Gordo’s Peruvian Restaurant: A Review

Story G. E. Light

P
eruvian cuisine, only recently emerged on the world stage, dates back to at least the Incan Empire in the 13th century. It specializes in seafood, given its Pacific coast, and the primary dish is the classic ceviche: simple fresh seafood “cooked” by the acids in a citrus marinade (a great entry point to sushi for anybody truly afraid of raw fish). The rest of the cuisine mixes local ingredients and dishes with the immigrant cuisine of Spain, China, Japan, West Africa and Italy. Expect a lot of three basic staples: corn, potatoes and beans, along with chicken, red meat, rice, quinoa, kiwicha (or amaranth), yucca, plantains and local chili peppers.

Starkville, though still lacking a Thai or Indian place, or even what the Brits call a Curry shop (surely some international entrepreneur could make a killing opening such places — hint, hint), is lucky enough to have that far rarer beast, a proper Peruvian restaurant in the form of Gordo’s Rotisserie Chicken located on Old Highway 82. Yes, the exterior is pretty plain at this simple sit-down restaurant, but they’ve redone the front “room” to look a bit like a patio outside a hacienda — except maybe for the table numbers in black reflective tape on the wall. Plus they have a beautiful flat-screen TV perfect for catching futbol on Univision.

For a recent lunch, I tried a classic combo: the spicy version of aji de gallina with a side of plantanitos and iced tea. The aji is a dish of shredded pieces of chicken breast in a creamy yellow pepper sauce mix with peanuts. It’s served with rice, slices of boiled potato, eggs, Peruvian olives and a leaf of lettuce. If anything, the dish was slightly under-spiced, but then I’m a taste fiend. Plantanitos are essentially plantain (a member of the banana family which is slightly more fibrous and definitely sweeter) slices that are roasted or fried á la hash rounds.

You’ll be hard pressed not find something interesting and new on the menu, from the pescado ceviche de macho (a hot and spicy take on the classic preparation) to seco de carne (a traditional Peruvian beef stew simmered in a coriander based sauce) to lomito saltado (sautéed marinated beef strips, red onions and tomatoes over fries and an extremely popular classic in Peru itself). As suggested earlier, don’t be scared off by words like “spicy” or “hot.” The cuisine simply doesn’t do the overpowering stuff a la India and, say, vindaloo.
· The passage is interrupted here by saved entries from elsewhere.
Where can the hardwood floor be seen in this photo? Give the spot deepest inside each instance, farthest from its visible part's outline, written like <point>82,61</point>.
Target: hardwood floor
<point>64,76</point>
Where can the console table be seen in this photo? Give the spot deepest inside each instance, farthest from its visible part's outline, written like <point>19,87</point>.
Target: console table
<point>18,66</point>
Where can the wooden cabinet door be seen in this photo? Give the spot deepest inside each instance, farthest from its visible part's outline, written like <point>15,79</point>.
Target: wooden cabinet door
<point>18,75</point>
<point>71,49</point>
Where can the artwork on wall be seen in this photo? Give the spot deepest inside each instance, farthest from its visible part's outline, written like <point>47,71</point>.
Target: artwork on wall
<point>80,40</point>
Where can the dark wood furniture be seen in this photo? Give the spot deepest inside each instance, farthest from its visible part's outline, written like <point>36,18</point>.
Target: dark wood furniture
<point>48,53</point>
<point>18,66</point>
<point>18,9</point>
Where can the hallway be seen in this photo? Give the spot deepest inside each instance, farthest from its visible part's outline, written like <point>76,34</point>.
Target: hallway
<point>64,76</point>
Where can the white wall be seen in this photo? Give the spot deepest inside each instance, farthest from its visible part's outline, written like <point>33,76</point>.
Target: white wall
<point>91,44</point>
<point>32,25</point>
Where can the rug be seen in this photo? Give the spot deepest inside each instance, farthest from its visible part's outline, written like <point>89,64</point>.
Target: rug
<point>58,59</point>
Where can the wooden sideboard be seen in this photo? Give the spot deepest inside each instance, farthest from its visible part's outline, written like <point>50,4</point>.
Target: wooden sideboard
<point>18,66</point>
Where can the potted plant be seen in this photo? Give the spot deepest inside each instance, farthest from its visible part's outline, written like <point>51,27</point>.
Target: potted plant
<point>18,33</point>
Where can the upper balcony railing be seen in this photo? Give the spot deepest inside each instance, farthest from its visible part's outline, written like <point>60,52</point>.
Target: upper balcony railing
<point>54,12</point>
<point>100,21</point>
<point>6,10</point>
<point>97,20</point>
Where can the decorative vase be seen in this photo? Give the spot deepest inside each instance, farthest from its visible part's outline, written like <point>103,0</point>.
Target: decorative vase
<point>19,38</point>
The service, while excellent in attention to detail, can be a bit slow and/or frantic, as occasionally every table in the joint is served by a single waiter. Someday you must visit the wonders of Peru: Cuzco, Macchu Pichu and the Sacred City of Caral, but for now a quick bite at Gordo’s will have to suffice. As Andres Cantor would definitely say, Gordo’s scores a “GOOOOOOOOOOOOOAL!”